A Legal Firm in The United Kingdom Is Seeking A Judicial Review of The Government's Hotel Quarantine Laws
On Monday, the UK legal firm PGMBM filed a lawsuit against the government over the government's Hotel Quarantine Policy, which requires returners from "red list" nations to quarantine for 11 days in a hotel to prevent the spread of COVID-19.
PGMBM believes that such a regulation violates fundamental human rights, and that the government should suspend hotel quarantine rules for those who have been twice vaccinated. According to the London firm, the exception under English law for "deprivations of liberty to prevent the spread of contagious illnesses" was disproportionate to the government's activities and fell outside the provisions' scope. Ireland and Norway are two countries that have made similar adjustments.
Countries like Kenya and Thailand are on the "red list," which need hotel quarantine.
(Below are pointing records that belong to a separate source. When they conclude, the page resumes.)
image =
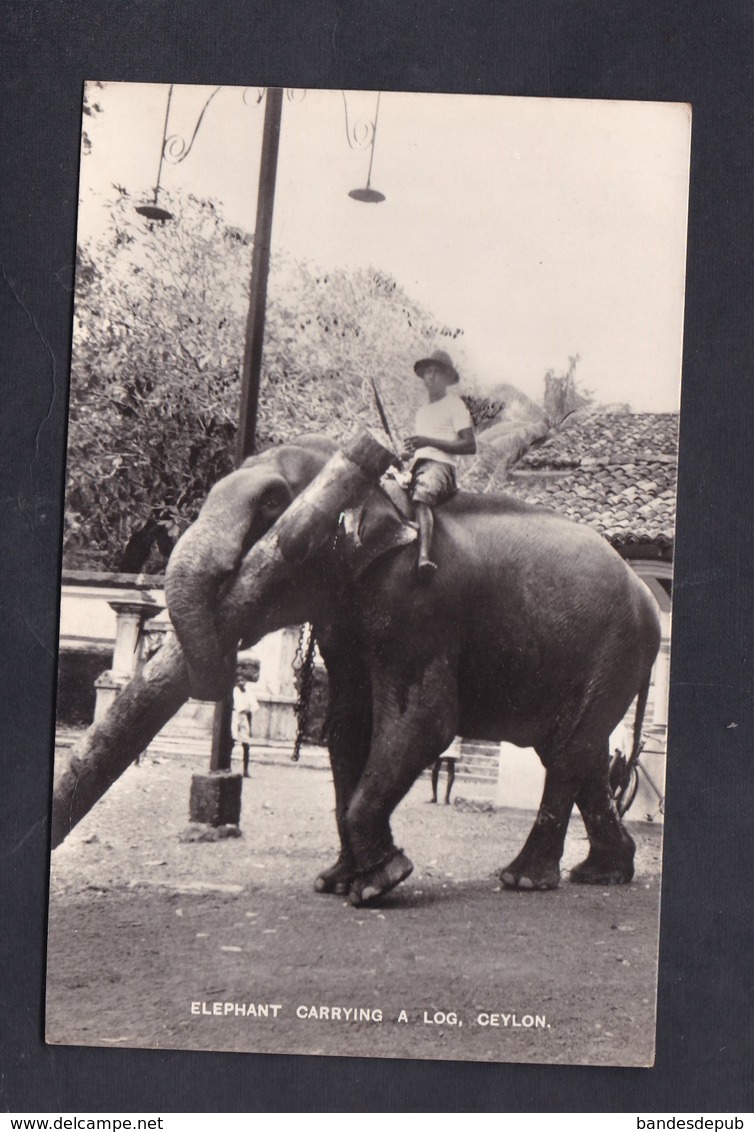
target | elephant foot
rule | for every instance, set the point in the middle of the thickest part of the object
(380, 878)
(600, 869)
(335, 880)
(530, 876)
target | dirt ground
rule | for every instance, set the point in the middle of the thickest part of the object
(148, 933)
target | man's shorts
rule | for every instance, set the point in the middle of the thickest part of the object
(433, 482)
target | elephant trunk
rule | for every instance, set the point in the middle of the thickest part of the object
(85, 772)
(217, 591)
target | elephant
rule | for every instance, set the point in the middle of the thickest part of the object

If the court case is successful, the Hotel Quarantine Policy for double-vaccinated tourists might be repealed, and damages to vaccinated people who were subjected to hotel quarantine costs could be compensated.
In May, PGMBM filed a lawsuit seeking judicial review of the financial consequences of hotel quarantining. As a result of this, the government altered its policy to allow passengers to pay in monthly instalments to cater for financial difficulties. The administration, according to the government, has rejected the court review sought on these grounds to stop hotel quarantine.